Only six nonseniors made the All-WPIAL AA Team, and Latrobe has one of them in junior Josie Straigis.
“She just wants to play all day, and she can play all day,” Giordan said. “I have a hard time pulling her off. She’s a competitor, and she wants to be out there. She’s tall, rangy and she hustles. She gives us a big advantage as a center midfielder.”
Jenna Mucci and Lauren Noonan join Straigis in the midfield.
“Jenna is by far the fastest kid we have,” Giordan added. “She’s a senior this year, so I know she’s been working extra hard to get those stick skills to match that speed. I’m excited to see how she performs.”
Latrobe, which has 35 players on the roster, including 17 juniors and 11 seniors, will be paced up front by Lauren Sapp and Alexa Jogun.

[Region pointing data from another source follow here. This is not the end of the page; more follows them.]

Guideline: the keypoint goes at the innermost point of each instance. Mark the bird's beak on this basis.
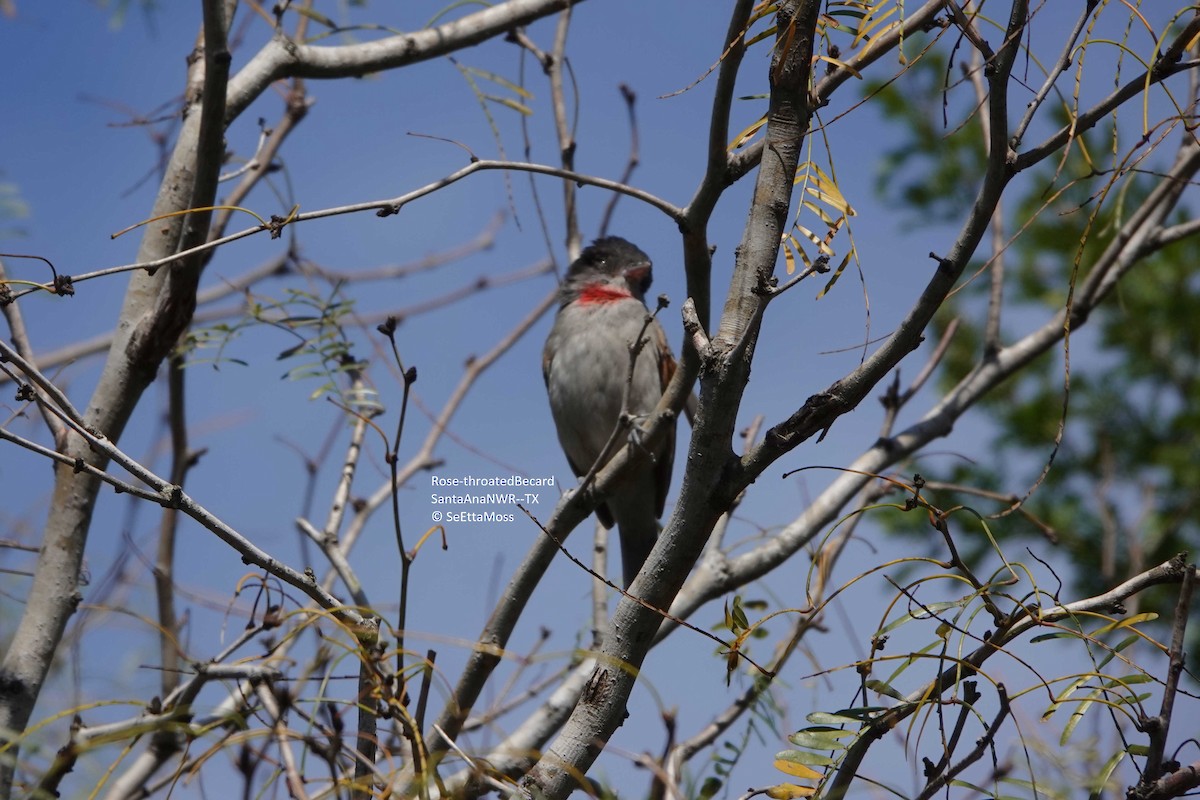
(639, 276)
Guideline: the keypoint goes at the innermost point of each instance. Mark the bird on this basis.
(601, 311)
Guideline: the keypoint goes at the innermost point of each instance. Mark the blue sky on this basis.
(73, 84)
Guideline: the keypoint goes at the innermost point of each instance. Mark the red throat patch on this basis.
(601, 293)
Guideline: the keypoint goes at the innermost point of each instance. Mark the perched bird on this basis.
(586, 364)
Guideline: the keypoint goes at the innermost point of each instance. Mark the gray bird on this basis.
(586, 362)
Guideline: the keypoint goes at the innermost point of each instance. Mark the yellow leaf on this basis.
(797, 770)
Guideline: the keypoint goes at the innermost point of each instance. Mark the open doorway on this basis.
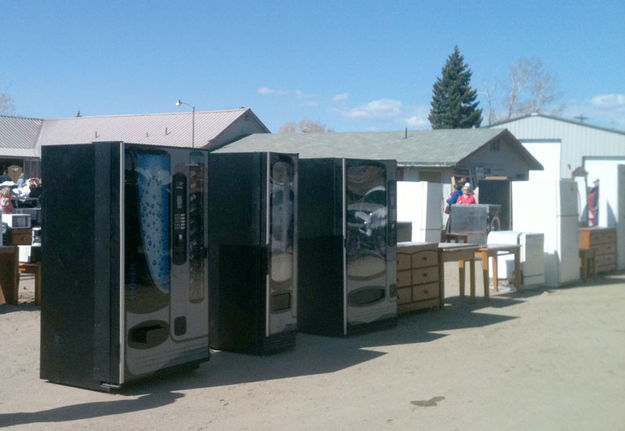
(497, 192)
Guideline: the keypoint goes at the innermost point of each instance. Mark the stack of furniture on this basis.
(418, 281)
(603, 241)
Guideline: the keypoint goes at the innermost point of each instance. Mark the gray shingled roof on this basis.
(18, 135)
(439, 148)
(173, 129)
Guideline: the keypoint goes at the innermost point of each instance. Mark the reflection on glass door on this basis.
(366, 220)
(147, 232)
(197, 248)
(281, 230)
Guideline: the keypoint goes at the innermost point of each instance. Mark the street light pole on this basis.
(180, 102)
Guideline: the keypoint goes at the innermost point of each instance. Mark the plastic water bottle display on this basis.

Taylor Desko, who is a forward on the Wildcats’ girls lacrosse team, plays on the back line for the field hockey squad.
“She wants to be a really good player,” said Giordan, who knows lacrosse well, having had a decorated career in the sport at Saint Vincent in the early 1990s.
Latrobe lost both of its goalkeepers from 2020 and will rely on senior Valentina Rossi to anchor that position.
“She was doing JV last year, and this is her time to shine,” Giordan said. “We’ll see how she plays up on the big stage, as a senior. She’s worked on her game.”
Giordan hopes that Latrobe can play a more team-oriented game in 2021 and that it will help it return to the WPIAL Class AA finals, where it finished runner-up in 2018 and ’19.
In the way of bringing home the school’s first WPIAL title is five-time defending Class AA champion Penn-Trafford as well as a Fox Chapel program that won three Class AAA titles between 2012-16.
Giordan admits that field hockey in Western Pennsylvania is not nearly as strong as it is in some of the Eastern parts of the state and, because of that, he knows the experience in the sport for nearly all of the girls on his roster will not go beyond the high school level. And that heavily persuades his coaching philosophy.
“It’s all about trying to parallel what we do here with what we do in life,” he said. “You have to hustle to get things done. If you make a bad pass, you have to hustle to get that ball back. If you make a mistake at work, you have to do your best to make up for that mistake.
“Life doesn’t give you anything. You have to go and get things. The way the ball bounces sometimes, that’s a true thing with what life is.”